Türklerin köle gibi çalıştırıldığı yetmiyormuş gibi Türk kızlarına sarkıntılık yapan Çinlilerin tacizlerine sessiz kalmayan Doğu Türkistanlı gençlerin tepki göstermesi olayların fitilini ateşlemiş ancak Çin ordusu olayın tam tersi olduğunu Çinli kızlara ve çocuklara yönelik Türklerin yaptıklarına karşı hareket olduğunu iddia ediyor.

Bu senaryoya orada yaşayan binlerce Üniversiteli ve Akademisyenler inanmamış tepkilerini dile getirmek için olayları protesto etmiş, Çin Polisi saldırı ve ateşle karşılık vermiş çıkan olayda 500’ü aşkın Türk öldürülmüştü.
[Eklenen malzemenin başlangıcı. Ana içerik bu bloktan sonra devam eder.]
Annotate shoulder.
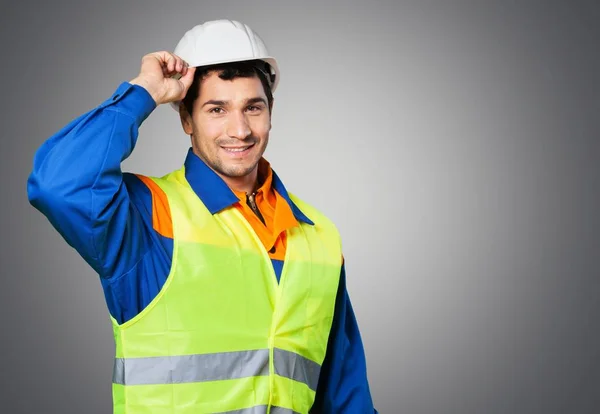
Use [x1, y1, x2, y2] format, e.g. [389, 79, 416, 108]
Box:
[288, 193, 339, 236]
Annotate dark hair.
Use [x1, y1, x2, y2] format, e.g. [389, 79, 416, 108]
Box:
[182, 60, 273, 115]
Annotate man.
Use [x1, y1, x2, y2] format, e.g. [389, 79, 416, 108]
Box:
[28, 20, 376, 414]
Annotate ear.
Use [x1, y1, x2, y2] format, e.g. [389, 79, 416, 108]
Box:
[179, 101, 194, 135]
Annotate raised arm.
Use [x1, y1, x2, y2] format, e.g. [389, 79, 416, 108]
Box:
[27, 52, 194, 278]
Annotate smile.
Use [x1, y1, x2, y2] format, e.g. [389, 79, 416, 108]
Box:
[221, 144, 254, 155]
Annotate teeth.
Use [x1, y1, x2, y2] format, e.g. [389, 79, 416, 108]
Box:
[224, 147, 250, 152]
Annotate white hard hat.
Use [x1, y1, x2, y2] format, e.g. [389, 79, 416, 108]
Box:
[171, 20, 279, 111]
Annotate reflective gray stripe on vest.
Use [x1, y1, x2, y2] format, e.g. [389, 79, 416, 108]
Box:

Köleliğe, cinsel istismara boyun eğmeyen gençlere karşı etnik savaş başlatarak sindirmek, zaten bölgede varlıklarını istemedikleri Türkleri artık bölgelerinden silmek dertleri.

Orta Asya Türklerine yaşatılan baskılara,  yapılan köle muamelesine sessiz kalınmadıkça katliamın boyutlarının genişlemesinden endişe ettiğim gibi Kaşğar’da yine olaylara tepki için düzenlenen miting de binlerce Türk’ün katledilmesi ve geride kalanların yaşam ile ölüm arasında yaşatılmaları olayların bununla kalmayacağını gösteriyor.

“Bizim kebapçıları ve meyvecileri öldürüyorlar”  bu sözler vahşetin, Çin ordusunun uyguladığı soykırımın habercisi. Çin uyguladığı “asimilasyon politikası” ile sindiremediği Türkleri böylesi bir vahşetle asimile etmeye çalışıyor.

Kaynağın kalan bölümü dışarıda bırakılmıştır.